What do you think of this?

- name: hostIP
  cardinality: 25
  formatting_pattern: "{ipv4}:{port}|{ipv4}|{ipv6}"

This is just an example config. Suppose hostIP is of type ip (i understand that it is for keyword type here, but the flexibility will be nice) and by definition, it can support IPv4/ IPv6 addresses.

Why not have a split operator like the one I showed in the config? Gives us more flexibility. Also, there could be cases where the IP is there but not the port, as well as the IP with a port. There could be more such cases for different types. Given that values for some types could be very dynamic, shouldn't be nice if we do this?

The code will look something like this:

func replacePattern(pattern string) (string, error) {
    options := strings.Split(pattern, "|")
    chosenOption := options[rand.Intn(len(options))]

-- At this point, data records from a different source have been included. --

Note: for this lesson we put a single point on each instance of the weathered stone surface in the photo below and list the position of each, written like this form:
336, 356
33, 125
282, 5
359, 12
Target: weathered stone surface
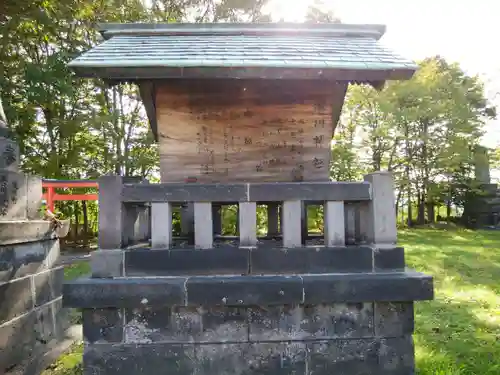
244, 290
217, 261
27, 258
186, 324
396, 356
13, 232
389, 259
390, 286
107, 263
102, 325
348, 357
311, 322
138, 359
15, 298
48, 285
123, 292
311, 260
16, 340
180, 193
394, 319
309, 191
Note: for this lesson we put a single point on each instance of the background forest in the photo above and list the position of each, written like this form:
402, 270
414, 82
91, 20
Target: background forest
423, 130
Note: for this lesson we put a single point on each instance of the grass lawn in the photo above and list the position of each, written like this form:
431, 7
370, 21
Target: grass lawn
456, 334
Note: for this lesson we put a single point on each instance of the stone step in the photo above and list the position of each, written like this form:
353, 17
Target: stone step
233, 260
251, 290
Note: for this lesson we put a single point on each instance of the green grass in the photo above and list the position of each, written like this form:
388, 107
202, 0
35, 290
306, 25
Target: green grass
458, 333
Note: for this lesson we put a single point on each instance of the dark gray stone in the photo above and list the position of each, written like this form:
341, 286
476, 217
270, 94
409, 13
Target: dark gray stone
107, 263
14, 232
16, 340
138, 359
244, 290
353, 320
394, 319
45, 329
27, 258
16, 298
389, 259
218, 261
309, 191
391, 286
13, 200
251, 359
124, 292
356, 357
102, 325
186, 324
189, 192
397, 356
311, 260
48, 285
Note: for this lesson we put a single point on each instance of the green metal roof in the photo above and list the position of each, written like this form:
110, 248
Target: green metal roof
283, 51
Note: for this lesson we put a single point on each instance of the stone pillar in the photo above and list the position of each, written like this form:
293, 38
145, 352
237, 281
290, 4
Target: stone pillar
31, 314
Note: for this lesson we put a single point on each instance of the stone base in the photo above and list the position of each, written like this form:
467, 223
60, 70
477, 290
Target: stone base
31, 313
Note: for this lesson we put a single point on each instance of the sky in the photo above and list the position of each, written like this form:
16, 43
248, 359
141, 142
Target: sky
463, 31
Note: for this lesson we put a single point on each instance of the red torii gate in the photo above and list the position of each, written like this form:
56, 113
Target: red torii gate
51, 196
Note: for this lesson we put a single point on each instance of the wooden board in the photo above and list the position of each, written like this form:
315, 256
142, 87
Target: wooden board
245, 131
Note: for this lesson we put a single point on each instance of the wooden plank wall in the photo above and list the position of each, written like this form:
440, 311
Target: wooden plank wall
220, 131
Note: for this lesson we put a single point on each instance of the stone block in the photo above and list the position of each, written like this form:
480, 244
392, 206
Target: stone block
9, 154
360, 287
359, 357
244, 290
351, 320
107, 263
180, 193
138, 359
16, 298
13, 232
389, 259
251, 359
24, 259
394, 319
16, 340
48, 285
102, 325
123, 292
45, 329
217, 261
311, 260
13, 200
309, 191
397, 356
186, 324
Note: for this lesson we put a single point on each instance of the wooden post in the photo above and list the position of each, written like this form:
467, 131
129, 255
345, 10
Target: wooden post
377, 218
161, 225
334, 224
292, 225
203, 225
272, 219
111, 213
248, 223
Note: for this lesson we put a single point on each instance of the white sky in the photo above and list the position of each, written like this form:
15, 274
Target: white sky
463, 31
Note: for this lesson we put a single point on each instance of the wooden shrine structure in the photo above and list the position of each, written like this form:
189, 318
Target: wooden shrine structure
244, 114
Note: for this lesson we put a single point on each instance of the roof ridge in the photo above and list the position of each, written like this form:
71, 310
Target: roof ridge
338, 30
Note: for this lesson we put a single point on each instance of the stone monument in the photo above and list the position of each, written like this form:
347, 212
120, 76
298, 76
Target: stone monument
244, 114
31, 314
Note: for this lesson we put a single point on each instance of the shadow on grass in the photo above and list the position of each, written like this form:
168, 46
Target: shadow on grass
459, 332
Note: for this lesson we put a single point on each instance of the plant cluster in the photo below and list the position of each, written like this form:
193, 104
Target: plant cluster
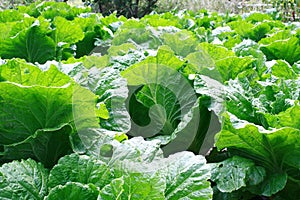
95, 107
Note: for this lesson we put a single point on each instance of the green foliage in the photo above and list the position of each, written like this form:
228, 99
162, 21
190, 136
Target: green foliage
116, 124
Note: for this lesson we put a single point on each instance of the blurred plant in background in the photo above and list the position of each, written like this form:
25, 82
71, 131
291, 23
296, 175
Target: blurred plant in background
286, 10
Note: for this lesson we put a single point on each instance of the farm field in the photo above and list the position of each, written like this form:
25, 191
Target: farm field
178, 105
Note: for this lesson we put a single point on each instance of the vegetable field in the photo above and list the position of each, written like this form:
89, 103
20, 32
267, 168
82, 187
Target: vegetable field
179, 105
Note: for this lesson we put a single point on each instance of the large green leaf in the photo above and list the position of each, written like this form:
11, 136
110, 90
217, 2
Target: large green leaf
288, 50
186, 176
40, 110
235, 173
182, 42
73, 191
134, 185
79, 168
45, 145
24, 179
32, 44
277, 150
66, 31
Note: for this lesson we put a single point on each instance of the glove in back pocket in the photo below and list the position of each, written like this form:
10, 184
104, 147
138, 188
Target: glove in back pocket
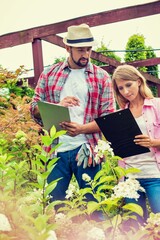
156, 126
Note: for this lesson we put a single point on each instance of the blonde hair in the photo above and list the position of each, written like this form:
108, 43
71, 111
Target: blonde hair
129, 73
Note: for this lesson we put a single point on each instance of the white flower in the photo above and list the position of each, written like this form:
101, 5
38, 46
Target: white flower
154, 219
70, 191
127, 189
96, 234
59, 216
86, 177
4, 223
52, 235
62, 219
101, 148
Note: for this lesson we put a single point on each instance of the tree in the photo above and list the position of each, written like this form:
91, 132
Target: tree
105, 51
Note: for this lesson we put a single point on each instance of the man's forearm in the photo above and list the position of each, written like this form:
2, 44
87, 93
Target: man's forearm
91, 127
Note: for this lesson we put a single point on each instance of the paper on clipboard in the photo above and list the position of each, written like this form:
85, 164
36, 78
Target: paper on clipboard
53, 114
120, 128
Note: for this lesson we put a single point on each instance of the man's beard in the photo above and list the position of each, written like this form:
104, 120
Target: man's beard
78, 63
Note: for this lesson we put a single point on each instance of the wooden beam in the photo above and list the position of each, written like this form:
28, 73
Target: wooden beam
37, 59
93, 20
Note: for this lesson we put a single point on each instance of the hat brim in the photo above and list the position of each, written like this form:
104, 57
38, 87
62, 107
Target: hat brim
80, 44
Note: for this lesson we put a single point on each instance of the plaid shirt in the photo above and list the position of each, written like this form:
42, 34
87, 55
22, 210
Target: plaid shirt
100, 94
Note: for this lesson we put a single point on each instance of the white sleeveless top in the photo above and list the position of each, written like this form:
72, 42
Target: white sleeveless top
145, 162
76, 86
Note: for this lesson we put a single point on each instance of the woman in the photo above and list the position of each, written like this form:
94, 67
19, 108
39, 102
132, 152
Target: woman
131, 91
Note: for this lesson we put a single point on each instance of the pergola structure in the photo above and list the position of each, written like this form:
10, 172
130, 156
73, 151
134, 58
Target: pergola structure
49, 33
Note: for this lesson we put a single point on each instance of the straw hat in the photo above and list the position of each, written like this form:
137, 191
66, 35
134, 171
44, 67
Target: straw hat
79, 36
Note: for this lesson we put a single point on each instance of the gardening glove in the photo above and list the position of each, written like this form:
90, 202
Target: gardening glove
85, 156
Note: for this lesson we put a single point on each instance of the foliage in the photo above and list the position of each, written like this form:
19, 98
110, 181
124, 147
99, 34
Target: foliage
137, 50
25, 208
14, 82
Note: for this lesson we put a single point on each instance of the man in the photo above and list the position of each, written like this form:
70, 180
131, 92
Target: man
84, 88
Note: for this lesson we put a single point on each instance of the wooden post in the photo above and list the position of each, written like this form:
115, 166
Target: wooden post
37, 59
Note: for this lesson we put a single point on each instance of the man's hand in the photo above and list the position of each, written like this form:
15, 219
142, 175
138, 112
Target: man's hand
69, 101
85, 156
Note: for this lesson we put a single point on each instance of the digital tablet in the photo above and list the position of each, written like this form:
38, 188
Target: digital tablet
120, 128
53, 114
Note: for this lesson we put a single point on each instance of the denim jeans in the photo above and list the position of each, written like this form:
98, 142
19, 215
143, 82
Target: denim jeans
65, 167
152, 192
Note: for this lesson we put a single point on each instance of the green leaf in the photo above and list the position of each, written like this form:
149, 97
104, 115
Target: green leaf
46, 140
116, 220
52, 131
134, 208
60, 133
92, 206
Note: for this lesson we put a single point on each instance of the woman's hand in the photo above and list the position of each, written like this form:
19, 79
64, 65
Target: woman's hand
143, 140
73, 129
69, 101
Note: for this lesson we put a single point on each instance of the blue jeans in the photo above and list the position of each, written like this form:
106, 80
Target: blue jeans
152, 192
67, 166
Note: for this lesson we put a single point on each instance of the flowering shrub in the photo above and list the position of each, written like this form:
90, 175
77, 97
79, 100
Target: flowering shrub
25, 209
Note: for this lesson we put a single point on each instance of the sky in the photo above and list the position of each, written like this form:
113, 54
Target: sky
24, 14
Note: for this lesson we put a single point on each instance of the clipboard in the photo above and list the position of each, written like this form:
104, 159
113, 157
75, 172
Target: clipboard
120, 128
53, 114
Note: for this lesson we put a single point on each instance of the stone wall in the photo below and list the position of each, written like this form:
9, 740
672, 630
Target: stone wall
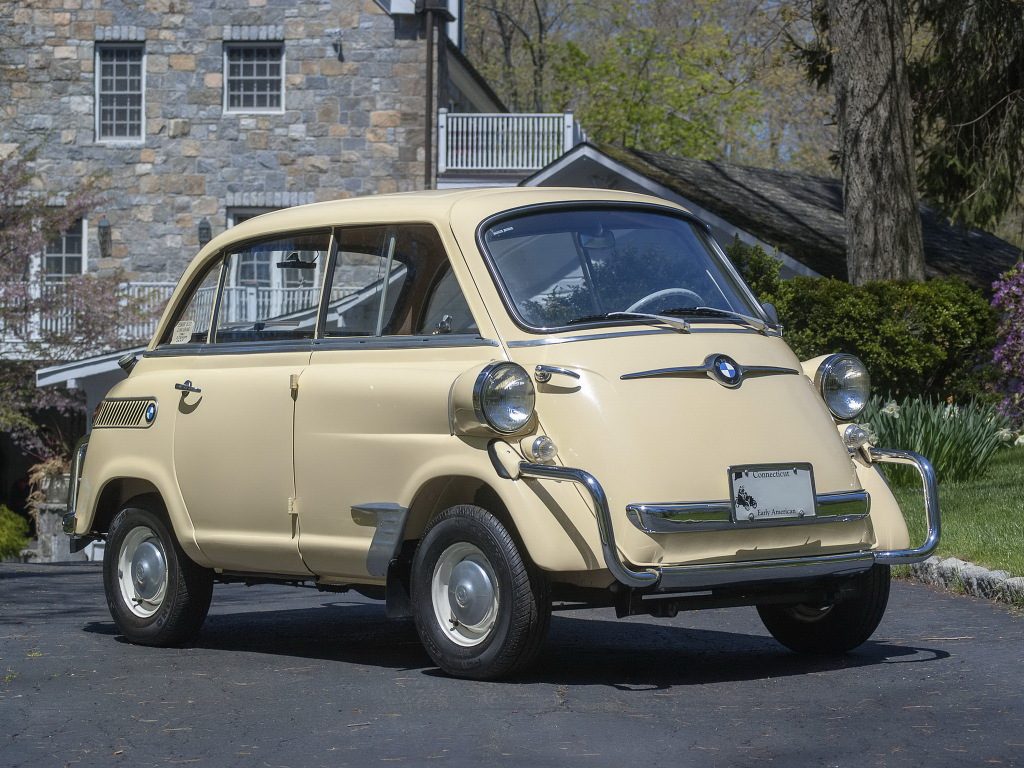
353, 119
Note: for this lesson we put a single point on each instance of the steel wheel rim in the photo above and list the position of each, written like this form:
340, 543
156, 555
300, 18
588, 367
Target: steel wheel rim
464, 594
142, 571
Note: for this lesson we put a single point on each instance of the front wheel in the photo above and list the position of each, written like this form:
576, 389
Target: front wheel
832, 628
156, 594
481, 611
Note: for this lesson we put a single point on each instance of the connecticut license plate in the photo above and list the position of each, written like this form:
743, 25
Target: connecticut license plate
771, 492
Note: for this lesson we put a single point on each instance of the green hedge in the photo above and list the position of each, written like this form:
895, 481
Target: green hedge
13, 532
932, 339
958, 439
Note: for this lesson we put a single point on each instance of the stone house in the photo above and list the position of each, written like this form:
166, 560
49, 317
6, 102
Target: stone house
196, 115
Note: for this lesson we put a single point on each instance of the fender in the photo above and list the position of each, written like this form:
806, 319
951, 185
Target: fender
557, 527
103, 467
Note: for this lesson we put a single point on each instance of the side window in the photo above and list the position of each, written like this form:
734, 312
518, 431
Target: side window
271, 289
193, 323
448, 311
366, 272
394, 281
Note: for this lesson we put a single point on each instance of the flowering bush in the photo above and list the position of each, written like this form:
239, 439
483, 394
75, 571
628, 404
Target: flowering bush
931, 339
1009, 357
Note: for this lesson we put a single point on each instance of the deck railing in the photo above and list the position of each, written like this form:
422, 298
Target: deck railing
468, 142
56, 312
38, 311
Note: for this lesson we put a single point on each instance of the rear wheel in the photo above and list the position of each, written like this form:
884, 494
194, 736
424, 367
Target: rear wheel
156, 594
832, 628
480, 609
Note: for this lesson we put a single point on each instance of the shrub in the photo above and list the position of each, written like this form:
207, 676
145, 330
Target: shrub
915, 338
1009, 356
13, 532
958, 439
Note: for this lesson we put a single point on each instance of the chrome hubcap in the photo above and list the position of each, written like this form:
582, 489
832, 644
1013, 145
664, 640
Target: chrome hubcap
464, 593
142, 571
809, 613
470, 593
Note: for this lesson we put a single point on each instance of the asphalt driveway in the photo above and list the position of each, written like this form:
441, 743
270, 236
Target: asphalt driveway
291, 677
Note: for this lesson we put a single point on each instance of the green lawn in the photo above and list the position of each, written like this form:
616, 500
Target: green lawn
982, 520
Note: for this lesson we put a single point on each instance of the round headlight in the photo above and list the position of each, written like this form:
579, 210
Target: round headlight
844, 384
504, 397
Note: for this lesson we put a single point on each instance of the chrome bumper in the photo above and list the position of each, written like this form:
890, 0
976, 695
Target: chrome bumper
689, 578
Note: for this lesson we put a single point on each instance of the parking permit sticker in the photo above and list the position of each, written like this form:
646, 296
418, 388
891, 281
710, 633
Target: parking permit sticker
182, 332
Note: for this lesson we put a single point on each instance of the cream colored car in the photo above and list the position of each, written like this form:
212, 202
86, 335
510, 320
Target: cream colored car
472, 403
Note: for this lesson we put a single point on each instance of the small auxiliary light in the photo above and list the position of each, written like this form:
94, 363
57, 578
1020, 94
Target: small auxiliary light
541, 450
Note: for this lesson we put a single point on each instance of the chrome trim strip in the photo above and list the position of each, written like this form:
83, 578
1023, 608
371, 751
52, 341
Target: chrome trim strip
311, 345
543, 374
122, 413
760, 571
684, 517
248, 347
389, 520
932, 514
78, 461
708, 369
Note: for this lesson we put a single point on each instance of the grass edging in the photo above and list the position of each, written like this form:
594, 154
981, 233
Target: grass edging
967, 579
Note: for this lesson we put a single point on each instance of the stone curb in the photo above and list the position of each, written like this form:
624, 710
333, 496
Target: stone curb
960, 576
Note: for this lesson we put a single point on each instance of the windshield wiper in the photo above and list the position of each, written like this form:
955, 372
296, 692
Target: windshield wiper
710, 311
676, 323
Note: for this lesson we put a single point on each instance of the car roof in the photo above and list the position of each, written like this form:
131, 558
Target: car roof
436, 206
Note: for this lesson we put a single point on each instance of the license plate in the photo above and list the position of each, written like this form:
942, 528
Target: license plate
771, 492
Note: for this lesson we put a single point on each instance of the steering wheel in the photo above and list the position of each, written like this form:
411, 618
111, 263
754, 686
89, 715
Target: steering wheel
650, 298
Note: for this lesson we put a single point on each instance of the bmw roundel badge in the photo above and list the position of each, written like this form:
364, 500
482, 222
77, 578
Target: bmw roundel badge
726, 371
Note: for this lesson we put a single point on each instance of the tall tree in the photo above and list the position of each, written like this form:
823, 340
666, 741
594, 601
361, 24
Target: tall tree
968, 79
876, 136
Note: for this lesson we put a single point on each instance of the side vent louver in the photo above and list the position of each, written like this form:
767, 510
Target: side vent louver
126, 413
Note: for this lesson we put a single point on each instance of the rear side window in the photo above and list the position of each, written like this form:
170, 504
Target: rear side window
193, 324
271, 289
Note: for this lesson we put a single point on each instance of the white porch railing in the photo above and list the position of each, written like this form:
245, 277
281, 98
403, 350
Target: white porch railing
54, 309
503, 142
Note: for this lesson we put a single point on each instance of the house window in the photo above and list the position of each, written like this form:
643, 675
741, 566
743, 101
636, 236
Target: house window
120, 76
254, 77
65, 255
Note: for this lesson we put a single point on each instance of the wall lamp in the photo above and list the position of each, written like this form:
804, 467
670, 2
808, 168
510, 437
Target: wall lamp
103, 232
205, 231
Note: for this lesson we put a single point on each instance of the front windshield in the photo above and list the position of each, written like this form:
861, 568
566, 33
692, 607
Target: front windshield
563, 267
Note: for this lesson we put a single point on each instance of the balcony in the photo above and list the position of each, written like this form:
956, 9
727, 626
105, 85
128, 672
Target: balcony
498, 148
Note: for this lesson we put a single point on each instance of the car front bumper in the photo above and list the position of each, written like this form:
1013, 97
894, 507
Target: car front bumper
710, 576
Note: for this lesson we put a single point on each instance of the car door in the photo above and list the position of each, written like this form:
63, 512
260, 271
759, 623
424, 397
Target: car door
372, 406
233, 426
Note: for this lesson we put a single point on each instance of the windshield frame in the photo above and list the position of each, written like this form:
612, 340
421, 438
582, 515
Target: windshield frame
715, 251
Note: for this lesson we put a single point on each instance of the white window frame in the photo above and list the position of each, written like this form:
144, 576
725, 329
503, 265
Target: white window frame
97, 75
242, 44
38, 267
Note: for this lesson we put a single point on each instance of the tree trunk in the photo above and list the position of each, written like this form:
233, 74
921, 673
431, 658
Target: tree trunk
880, 193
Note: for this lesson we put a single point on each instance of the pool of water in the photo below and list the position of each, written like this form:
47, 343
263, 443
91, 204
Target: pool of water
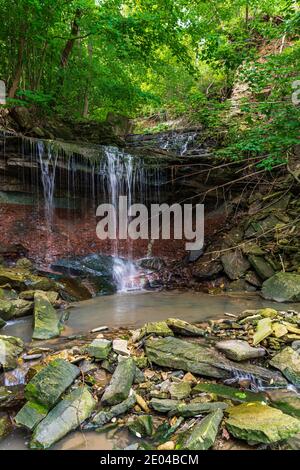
134, 309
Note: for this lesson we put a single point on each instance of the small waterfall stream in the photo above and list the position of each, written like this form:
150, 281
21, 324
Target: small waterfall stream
74, 179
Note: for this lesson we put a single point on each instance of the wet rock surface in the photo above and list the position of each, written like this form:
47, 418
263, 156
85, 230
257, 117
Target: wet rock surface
172, 392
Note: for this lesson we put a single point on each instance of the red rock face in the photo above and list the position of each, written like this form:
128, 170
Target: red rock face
73, 234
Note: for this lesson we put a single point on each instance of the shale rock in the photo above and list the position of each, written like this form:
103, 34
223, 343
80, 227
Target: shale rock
235, 264
31, 415
46, 320
204, 434
238, 350
103, 417
261, 266
72, 411
288, 362
283, 287
182, 355
10, 349
183, 328
121, 382
99, 348
51, 382
260, 423
287, 401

    // Define a map of placeholder replacements
    replacements := map[string]func() string{
        "{ipv4}": func() string {
            // logic
        },
        "{ipv6}": func() string {
            // logic
        },
        "{port}": // logic
        "{hostname}": // logic
    }

    // Replace each placeholder in the chosen option
    for placeholder, replacementFunc := range replacements {
        if strings.Contains(chosenOption, placeholder) {
            chosenOption = strings.Replace(chosenOption, placeholder, replacementFunc(), -1)
        }
    }

    return chosenOption, nil
}

chosenOption randomly chooses one of them and then the rest. Also, we do not need to depend on regexp as the patterns are simple. We can just do string matching.